Multipolar, verbose, match without query_string

I would like to be able to match multi-user search with several fields, where each searched word is contained in any for fields, any combination. The trick would be to avoid using query_string.

curl -X POST "http://localhost:9200/index/document/1" -d '{"id":1,"firstname":"john","middlename":"clark","lastname":"smith"}' curl -X POST "http://localhost:9200/index/document/2" -d '{"id":2,"firstname":"john","middlename":"paladini","lastname":"miranda"}' 

I would like the search for "John Smith" to match only document 1. The following query does what I need, but I would prefer to avoid using query_string if the user passes "OR", "AND" and any other advanced options.

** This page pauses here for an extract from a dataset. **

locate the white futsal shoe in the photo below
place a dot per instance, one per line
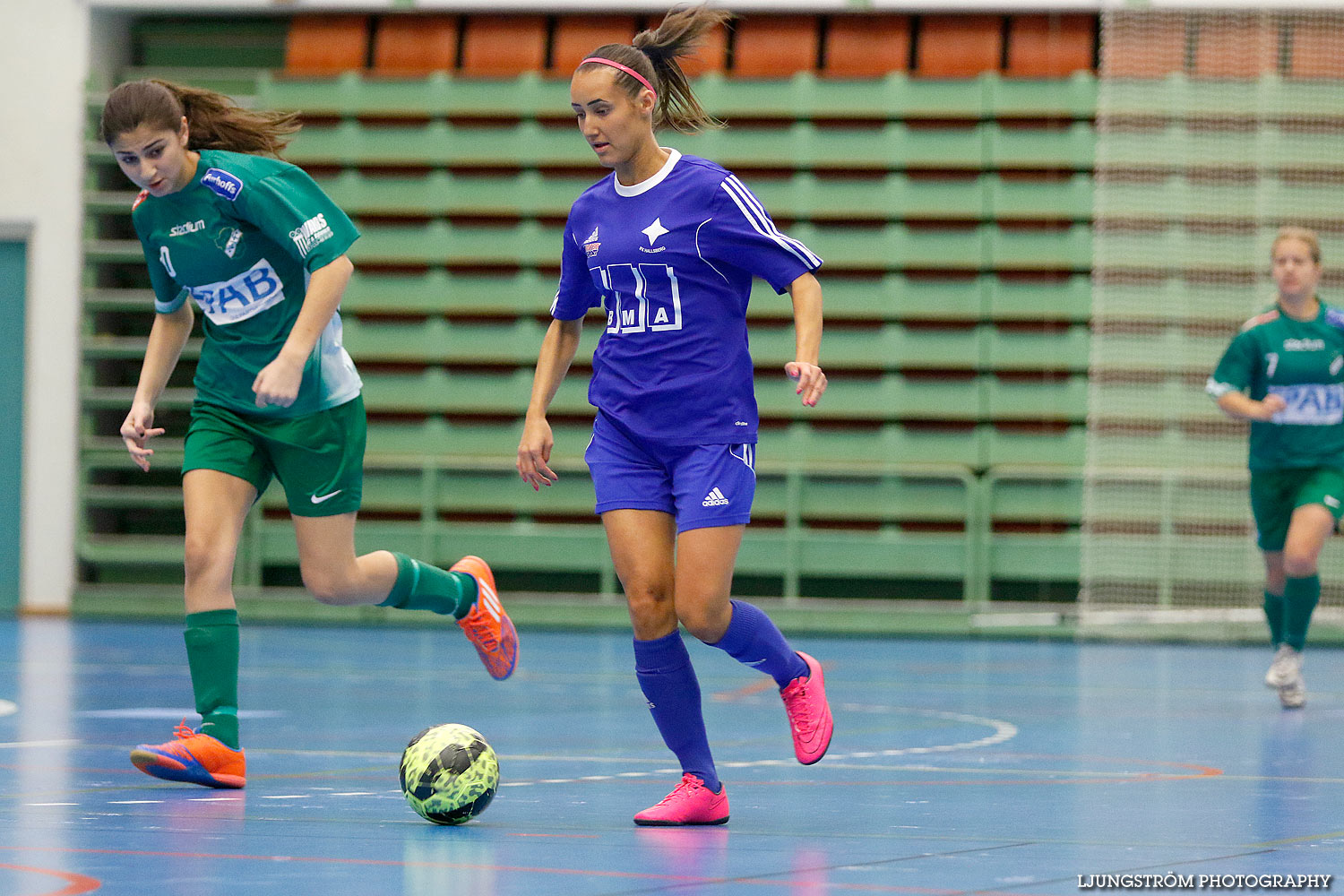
(1285, 676)
(1287, 665)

 curl -X GET 'http://localhost:9200/index/_search?per_page=10&pretty' -d '{ "query": { "query_string": { "query": "john smith", "default_operator": "AND", "fields": [ "firstname", "lastname", "middlename" ] } } }' 
+16
source share
4 answers

You need a query with a few matches , but it doesn’t work exactly as you would like.

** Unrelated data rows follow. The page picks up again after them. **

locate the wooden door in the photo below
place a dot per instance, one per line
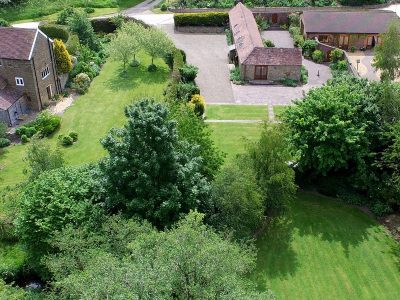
(260, 72)
(343, 41)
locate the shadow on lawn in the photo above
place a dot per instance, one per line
(135, 76)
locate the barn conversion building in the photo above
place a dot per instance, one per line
(257, 63)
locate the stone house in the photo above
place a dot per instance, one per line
(28, 78)
(346, 29)
(258, 64)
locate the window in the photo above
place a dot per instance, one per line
(45, 72)
(19, 81)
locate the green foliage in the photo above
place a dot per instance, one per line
(238, 200)
(57, 198)
(161, 174)
(63, 59)
(55, 31)
(270, 156)
(188, 73)
(268, 43)
(40, 158)
(201, 19)
(318, 56)
(309, 46)
(387, 55)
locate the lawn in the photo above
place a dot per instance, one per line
(93, 114)
(236, 112)
(327, 250)
(45, 9)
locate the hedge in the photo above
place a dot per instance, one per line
(220, 19)
(55, 31)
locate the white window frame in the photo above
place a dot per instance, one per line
(19, 81)
(46, 71)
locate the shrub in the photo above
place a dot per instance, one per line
(74, 136)
(268, 44)
(309, 46)
(4, 23)
(201, 19)
(199, 104)
(55, 31)
(318, 56)
(81, 83)
(336, 55)
(4, 142)
(89, 10)
(66, 140)
(188, 73)
(24, 139)
(185, 91)
(65, 15)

Compare the validation output for multi_match and query_string .

multi_match (with the and operator) ensures that ALL terms exist in at least one field:

 curl -XGET 'http://127.0.0.1:9200/_validate/query?pretty=1&explain=true' -d ' { "multi_match" : { "operator" : "and", "fields" : [ "firstname", "lastname" ], "query" : "john smith" } } ' # { # "_shards" : { # "failed" : 0, # "successful" : 1, # "total" : 1 # }, # "explanations" : [ # { # "index" : "test", # "explanation" : "((+lastname:john +lastname:smith) | (+firstname:john +firstname:smith))", # "valid" : true # } # ], # "valid" : true # } 

Although query_string (with default_operator AND ) will verify that EVERY term exists in at least one field:

 curl -XGET 'http://127.0.0.1:9200/_validate/query?pretty=1&explain=true' -d ' { "query_string" : { "fields" : [ "firstname", "lastname" ], "query" : "john smith", "default_operator" : "AND" } } ' # { # "_shards" : { # "failed" : 0, # "successful" : 1, # "total" : 1 # }, # "explanations" : [ # { # "index" : "test", # "explanation" : "+(firstname:john | lastname:john) +(firstname:smith | lastname:smith)", # "valid" : true # } # ], # "valid" : true # } 

So, you have several options to achieve what you need:

  1. Prepare your search terms to remove characters such as wildcards, etc., before using query_string

  2. Prepare your search terms to extract each word, and then generate a multi_match request for each word

  3. Use index_name in your mapping for name fields to index their data into a single field, which you can then use to search. (e.g. your own all field):

In the following way:

 curl -XPUT 'http://127.0.0.1:9200/test/?pretty=1' -d ' { "mappings" : { "test" : { "properties" : { "firstname" : { "index_name" : "name", "type" : "string" }, "lastname" : { "index_name" : "name", "type" : "string" } } } } } ' curl -XPOST 'http://127.0.0.1:9200/test/test?pretty=1' -d ' { "firstname" : "john", "lastname" : "smith" } ' curl -XGET 'http://127.0.0.1:9200/test/test/_search?pretty=1' -d ' { "query" : { "match" : { "name" : { "operator" : "and", "query" : "john smith" } } } } ' # { # "hits" : { # "hits" : [ # { # "_source" : { # "firstname" : "john", # "lastname" : "smith" # }, # "_score" : 0.2712221, # "_index" : "test", # "_id" : "VJFU_RWbRNaeHF9wNM8fRA", # "_type" : "test" # } # ], # "max_score" : 0.2712221, # "total" : 1 # }, # "timed_out" : false, # "_shards" : { # "failed" : 0, # "successful" : 5, # "total" : 5 # }, # "took" : 33 # } 

Note that firstname and lastname no longer searchable independently. Data for both fields was indexed in name .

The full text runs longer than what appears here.